Browsing through VMware’s archive, I came across KB2151089, very similar to the issue I was having, however upgrading to NSX 6.3.5 was not an option at the time.  I remembered a similar issue at my previous workplace, and dug through my evernote archive to find my notes.

Before we continue, this should go without saying, but your milage may very, and I’d recommend opening a ticket with VMware’s GSS.  At the very least you should test this process out in a lab.

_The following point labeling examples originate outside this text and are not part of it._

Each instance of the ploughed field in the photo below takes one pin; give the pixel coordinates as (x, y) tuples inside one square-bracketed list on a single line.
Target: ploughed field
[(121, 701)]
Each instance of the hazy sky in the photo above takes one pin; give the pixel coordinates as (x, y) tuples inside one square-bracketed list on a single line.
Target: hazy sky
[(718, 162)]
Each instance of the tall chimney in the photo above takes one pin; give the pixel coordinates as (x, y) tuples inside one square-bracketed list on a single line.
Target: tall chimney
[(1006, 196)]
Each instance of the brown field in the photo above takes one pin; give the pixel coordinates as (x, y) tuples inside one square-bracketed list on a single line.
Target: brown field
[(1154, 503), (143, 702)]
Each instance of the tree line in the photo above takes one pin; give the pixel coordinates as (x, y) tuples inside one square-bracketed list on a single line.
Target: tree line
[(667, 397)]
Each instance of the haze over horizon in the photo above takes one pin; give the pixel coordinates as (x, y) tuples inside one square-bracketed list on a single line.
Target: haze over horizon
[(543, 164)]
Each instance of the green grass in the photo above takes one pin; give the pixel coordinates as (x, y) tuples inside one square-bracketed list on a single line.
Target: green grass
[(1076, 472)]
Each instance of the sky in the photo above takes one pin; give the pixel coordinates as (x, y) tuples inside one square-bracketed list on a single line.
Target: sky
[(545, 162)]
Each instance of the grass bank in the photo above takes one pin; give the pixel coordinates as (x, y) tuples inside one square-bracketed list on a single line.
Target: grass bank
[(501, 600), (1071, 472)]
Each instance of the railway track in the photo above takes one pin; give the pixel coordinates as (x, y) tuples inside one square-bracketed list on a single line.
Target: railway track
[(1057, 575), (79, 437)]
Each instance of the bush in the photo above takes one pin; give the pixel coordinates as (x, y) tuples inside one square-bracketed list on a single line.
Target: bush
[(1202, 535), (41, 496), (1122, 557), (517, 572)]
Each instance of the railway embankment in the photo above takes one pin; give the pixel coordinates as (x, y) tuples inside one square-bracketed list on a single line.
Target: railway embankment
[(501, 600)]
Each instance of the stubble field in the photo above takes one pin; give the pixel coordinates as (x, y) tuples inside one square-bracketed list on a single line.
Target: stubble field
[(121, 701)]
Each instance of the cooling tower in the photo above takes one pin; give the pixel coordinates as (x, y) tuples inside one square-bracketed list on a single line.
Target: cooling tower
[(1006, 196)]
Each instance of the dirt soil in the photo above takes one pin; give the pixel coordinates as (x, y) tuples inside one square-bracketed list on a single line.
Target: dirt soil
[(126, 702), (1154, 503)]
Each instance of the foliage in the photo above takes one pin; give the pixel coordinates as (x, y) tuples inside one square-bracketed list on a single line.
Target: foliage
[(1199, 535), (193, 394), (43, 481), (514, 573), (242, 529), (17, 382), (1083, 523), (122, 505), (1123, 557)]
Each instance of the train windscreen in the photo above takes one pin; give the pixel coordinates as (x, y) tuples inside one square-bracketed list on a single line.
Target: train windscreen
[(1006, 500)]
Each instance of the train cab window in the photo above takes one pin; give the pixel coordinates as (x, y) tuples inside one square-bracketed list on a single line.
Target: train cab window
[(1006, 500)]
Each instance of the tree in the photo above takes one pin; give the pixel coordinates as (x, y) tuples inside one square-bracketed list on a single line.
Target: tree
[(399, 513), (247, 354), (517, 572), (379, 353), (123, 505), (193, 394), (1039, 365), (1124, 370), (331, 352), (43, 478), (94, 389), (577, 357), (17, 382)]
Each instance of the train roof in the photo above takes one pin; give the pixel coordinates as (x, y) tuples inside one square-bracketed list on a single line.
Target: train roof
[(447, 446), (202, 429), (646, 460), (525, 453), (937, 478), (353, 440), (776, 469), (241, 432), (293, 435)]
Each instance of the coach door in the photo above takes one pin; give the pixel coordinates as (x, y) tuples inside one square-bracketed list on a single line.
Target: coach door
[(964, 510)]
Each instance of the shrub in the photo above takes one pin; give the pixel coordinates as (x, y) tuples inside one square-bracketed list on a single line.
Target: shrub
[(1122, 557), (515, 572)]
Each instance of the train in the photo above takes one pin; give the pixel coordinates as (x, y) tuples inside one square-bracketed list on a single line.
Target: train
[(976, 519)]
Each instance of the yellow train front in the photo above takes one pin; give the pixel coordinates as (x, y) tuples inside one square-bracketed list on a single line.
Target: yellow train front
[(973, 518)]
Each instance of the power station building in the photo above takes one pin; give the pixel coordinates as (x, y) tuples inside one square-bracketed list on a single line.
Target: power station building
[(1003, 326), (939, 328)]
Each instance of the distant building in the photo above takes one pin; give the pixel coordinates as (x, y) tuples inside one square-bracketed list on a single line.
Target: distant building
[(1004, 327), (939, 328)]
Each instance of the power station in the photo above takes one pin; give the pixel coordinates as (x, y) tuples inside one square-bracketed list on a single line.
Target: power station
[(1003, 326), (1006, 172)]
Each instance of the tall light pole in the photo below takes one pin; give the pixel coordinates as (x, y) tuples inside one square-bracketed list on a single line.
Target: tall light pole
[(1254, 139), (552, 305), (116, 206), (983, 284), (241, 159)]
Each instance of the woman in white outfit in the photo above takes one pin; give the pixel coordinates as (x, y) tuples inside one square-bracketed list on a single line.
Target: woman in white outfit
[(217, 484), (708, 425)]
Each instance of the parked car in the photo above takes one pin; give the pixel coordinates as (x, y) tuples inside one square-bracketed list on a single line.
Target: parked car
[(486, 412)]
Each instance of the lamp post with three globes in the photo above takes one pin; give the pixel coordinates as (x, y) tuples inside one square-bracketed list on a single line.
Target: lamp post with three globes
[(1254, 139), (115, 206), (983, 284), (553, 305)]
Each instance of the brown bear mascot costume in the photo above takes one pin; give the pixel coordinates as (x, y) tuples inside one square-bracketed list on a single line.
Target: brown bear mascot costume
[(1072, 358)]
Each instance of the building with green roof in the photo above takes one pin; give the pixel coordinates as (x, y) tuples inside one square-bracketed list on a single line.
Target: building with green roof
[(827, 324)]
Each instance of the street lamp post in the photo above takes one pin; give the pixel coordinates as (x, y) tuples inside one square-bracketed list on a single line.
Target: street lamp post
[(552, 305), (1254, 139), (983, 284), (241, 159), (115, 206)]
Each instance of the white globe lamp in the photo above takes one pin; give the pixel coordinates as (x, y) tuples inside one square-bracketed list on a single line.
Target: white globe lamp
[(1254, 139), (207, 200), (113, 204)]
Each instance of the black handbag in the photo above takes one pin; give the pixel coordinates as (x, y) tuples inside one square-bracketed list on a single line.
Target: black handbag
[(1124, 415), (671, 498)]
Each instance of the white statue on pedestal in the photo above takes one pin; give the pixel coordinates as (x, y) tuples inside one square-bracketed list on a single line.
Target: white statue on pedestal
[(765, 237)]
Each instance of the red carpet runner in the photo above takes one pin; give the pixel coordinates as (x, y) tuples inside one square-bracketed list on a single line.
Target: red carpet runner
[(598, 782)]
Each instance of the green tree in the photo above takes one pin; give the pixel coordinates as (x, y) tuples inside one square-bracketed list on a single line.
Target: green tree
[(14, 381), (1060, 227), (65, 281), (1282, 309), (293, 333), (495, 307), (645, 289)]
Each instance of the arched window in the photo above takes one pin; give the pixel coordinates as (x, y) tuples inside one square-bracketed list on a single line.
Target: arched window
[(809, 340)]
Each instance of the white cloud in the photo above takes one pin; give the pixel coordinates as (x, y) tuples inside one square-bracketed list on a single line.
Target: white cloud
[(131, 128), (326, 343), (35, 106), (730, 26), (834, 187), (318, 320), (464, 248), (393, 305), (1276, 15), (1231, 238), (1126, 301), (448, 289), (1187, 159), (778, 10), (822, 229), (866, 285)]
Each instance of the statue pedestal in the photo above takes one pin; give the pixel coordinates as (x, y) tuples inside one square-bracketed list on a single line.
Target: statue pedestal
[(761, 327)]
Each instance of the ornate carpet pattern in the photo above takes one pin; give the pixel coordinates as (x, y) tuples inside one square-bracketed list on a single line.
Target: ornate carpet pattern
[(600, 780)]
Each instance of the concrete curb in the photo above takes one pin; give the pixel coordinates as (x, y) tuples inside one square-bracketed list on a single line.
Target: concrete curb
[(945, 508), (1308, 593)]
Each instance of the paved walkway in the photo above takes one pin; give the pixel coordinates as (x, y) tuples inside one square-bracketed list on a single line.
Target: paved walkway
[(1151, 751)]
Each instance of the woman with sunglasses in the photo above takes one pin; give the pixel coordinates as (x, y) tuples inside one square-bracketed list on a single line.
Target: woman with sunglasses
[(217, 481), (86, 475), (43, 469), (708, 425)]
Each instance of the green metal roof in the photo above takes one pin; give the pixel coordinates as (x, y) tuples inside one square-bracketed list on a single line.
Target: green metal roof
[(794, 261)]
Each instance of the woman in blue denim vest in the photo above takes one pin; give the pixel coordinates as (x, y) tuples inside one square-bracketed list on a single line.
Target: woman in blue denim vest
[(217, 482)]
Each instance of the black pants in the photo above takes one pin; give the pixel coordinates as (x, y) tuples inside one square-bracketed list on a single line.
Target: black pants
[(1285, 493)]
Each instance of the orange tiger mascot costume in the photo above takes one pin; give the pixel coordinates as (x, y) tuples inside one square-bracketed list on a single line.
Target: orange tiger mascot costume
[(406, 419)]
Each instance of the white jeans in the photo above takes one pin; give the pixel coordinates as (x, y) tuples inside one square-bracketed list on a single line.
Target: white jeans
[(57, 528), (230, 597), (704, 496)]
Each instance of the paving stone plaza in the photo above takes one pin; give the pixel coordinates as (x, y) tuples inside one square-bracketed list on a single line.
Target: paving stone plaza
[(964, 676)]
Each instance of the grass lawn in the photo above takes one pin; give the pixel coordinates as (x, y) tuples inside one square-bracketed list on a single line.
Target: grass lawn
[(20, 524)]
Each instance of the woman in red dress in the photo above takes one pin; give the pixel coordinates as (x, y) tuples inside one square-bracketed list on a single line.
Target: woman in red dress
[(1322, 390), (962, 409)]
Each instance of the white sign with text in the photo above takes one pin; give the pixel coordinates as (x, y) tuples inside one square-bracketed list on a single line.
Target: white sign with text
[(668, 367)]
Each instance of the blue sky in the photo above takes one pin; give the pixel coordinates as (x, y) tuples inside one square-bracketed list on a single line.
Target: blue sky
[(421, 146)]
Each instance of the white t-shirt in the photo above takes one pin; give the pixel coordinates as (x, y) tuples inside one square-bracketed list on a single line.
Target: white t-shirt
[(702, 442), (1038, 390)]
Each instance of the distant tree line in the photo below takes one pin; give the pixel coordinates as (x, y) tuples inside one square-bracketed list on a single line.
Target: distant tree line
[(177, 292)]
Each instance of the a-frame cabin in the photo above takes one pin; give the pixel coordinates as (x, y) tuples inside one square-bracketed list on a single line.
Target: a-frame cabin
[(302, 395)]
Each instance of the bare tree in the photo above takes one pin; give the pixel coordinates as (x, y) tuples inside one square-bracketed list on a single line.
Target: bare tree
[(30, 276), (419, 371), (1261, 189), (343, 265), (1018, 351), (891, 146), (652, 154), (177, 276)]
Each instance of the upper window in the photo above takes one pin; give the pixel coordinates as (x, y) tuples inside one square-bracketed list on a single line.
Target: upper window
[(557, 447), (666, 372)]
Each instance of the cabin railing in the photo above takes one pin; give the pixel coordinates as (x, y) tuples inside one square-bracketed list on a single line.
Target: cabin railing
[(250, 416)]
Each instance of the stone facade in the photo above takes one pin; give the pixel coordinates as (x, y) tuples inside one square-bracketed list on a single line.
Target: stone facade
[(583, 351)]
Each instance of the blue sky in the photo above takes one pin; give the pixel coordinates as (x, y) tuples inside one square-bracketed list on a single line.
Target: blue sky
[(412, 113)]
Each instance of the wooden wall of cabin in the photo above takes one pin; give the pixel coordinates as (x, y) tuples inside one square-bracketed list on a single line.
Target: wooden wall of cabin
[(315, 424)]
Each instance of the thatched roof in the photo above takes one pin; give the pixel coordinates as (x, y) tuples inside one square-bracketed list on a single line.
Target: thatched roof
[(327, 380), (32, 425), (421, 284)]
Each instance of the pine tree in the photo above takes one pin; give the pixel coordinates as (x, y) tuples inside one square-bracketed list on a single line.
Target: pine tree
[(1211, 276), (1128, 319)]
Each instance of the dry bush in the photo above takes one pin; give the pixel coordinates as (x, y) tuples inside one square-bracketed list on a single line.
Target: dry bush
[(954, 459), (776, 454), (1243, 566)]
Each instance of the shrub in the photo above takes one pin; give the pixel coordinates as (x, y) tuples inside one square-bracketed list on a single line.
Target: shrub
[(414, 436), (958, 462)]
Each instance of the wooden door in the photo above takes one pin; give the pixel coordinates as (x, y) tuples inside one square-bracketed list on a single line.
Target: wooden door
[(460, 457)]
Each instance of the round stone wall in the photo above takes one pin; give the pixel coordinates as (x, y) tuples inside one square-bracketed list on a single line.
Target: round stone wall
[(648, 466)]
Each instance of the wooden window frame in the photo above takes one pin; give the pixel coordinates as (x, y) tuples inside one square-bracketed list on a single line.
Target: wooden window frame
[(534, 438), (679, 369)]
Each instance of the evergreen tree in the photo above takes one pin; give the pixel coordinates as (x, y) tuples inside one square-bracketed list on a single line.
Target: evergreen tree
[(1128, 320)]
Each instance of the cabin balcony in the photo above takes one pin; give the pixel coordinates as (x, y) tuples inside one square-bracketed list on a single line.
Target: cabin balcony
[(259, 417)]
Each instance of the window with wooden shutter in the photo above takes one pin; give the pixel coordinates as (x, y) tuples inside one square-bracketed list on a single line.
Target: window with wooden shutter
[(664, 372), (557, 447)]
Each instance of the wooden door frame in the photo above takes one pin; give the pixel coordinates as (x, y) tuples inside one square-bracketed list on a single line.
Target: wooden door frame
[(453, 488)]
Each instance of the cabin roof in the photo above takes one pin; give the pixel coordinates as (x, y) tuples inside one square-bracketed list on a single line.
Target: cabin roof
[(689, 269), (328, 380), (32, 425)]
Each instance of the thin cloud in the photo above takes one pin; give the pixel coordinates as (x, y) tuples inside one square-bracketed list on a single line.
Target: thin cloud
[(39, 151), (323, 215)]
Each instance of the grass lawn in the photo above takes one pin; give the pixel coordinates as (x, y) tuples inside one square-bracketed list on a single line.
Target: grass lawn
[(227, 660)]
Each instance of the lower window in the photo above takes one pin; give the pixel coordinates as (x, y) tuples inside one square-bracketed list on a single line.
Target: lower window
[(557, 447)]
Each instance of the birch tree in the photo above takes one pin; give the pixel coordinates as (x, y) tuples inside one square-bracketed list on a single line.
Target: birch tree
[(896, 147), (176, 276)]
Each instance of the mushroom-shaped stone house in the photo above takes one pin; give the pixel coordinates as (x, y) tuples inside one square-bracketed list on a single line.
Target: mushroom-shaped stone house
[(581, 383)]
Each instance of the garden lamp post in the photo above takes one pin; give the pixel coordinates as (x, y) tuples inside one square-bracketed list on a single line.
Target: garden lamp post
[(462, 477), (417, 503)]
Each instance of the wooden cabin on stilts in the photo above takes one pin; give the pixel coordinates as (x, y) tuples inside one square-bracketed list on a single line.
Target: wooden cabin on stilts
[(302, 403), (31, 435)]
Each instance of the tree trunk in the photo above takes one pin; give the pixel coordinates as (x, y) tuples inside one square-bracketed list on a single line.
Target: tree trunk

These steps outlined here will resolve the issue.  Keep in mind at this point, the host is not in production, and currently is in maintenance mode:

  • Determine if the NSX controllers are connected by logging into the ESXi host, and running the following commands:
# esxcli network ip connection list |grep 1234

— and —

# esxcli network ip connection list |grep 5671

 

  • Next, log into the NSX appliance and backup the config.  While the config backup is taking place, get the ESXi host mob id from the vCenter mob page https://<vcsa-fqdn>/mob
  1. select the link for the ‘root folder‘, eg. group-d1
  2. select the link for the ‘child entity‘ eg. datacenter-2
  3. select the link for the ‘host folder‘ eg. group-h4
  4. select the link for the ‘child entity‘ eg. domain-c7
  5. Now locate the ‘host‘ and find the host-xxxx value. eg: host-1234 
  • After the NSX backup is complete, ssh into the NSX manager.  Root access to the appliance will be needed, so at the command prompt:
  1. Enter ‘en‘ and the enter the ‘admin’ password
  2. Enter ‘st en‘ and enter the following password: IAmOnThePhoneWithTechSupport 
  • Log into the sql prompt
# psql -U secureall
secureall=#
  • Issue the following command to verify that there is a record associated with the host mob ID.  Below is an example using host-1234
# select host_uuid,node_uuid,thumbprint from vnvp_hot_key where host_uuid='host-1234';

Example output:

host_uuid  |              node_uuid               | thumbprint                      
-----------+--------------------------------------+------------------
host-1234  | a2a68660-515e-4f87-811d-306c54b0b2e8 |AD:58:C0:84:FF:DF: 5E:95:50:B7:63:2E:3F:B2:67:22:56:F7:DC:9B

(1 row)

  • Next, in vCenter move the host to an isolation cluster.  We will need to validate the NSX vibs installed by running the following command on the host:
# esxcli software vib list |grep -E 'esx-dvfilter-switch-security|vsip|vxlan'

 

Example output:

esx-dvfilter-switch-security   6.3.1-0.0.5124716  VMware  VMwareCertified 2017-02-28
esx-vsip                       6.3.1-0.0.5124716  VMware                VMwareCertified 2017-02-28

esx-vxlan                      6.3.1-0.0.5124716  VMware VMwareCertified 2017-02-28

 

  • Remove the NSX vibs with the following commands:
# esxcli software vib remove -n esx-vxlan
# esxcli software vib remove -n esx-vsip
# esxcli software vib remove -n esx-dvfilter-switch-security

 

  • Returning to the NSX terminal window, now delete the record using the secureall=# prompt. Using ‘host-1234’ as an example.
# delete from vnvp_host_key where host_uuid='host-1234';
DELETE 1

 

  • Reboot the ESXi host.  Once the host has rebooted, put the host back into the proper cluster.  To be safe, I would temporarily turn down DRS (move slider left), and exit maintenance mode.
  • We can validate that the host looks proper in vSphere web UI: ‘Network & Security -> Installation -> Host Preparation Tab‘ .
  • Click the ‘Resolve‘ link next to the cluster name

Validation

  • Once the tasks are all completed you can run the ‘esxcli software vib list….‘ command again to see that the three vibs have been installed.
  • Test that the vxlan network is functioning on the host.
  • Verify that the SSL Exception is no longer showing in the /var/log/netcpa.log.
  • If there are no errors, then the host is all set to be put back into service.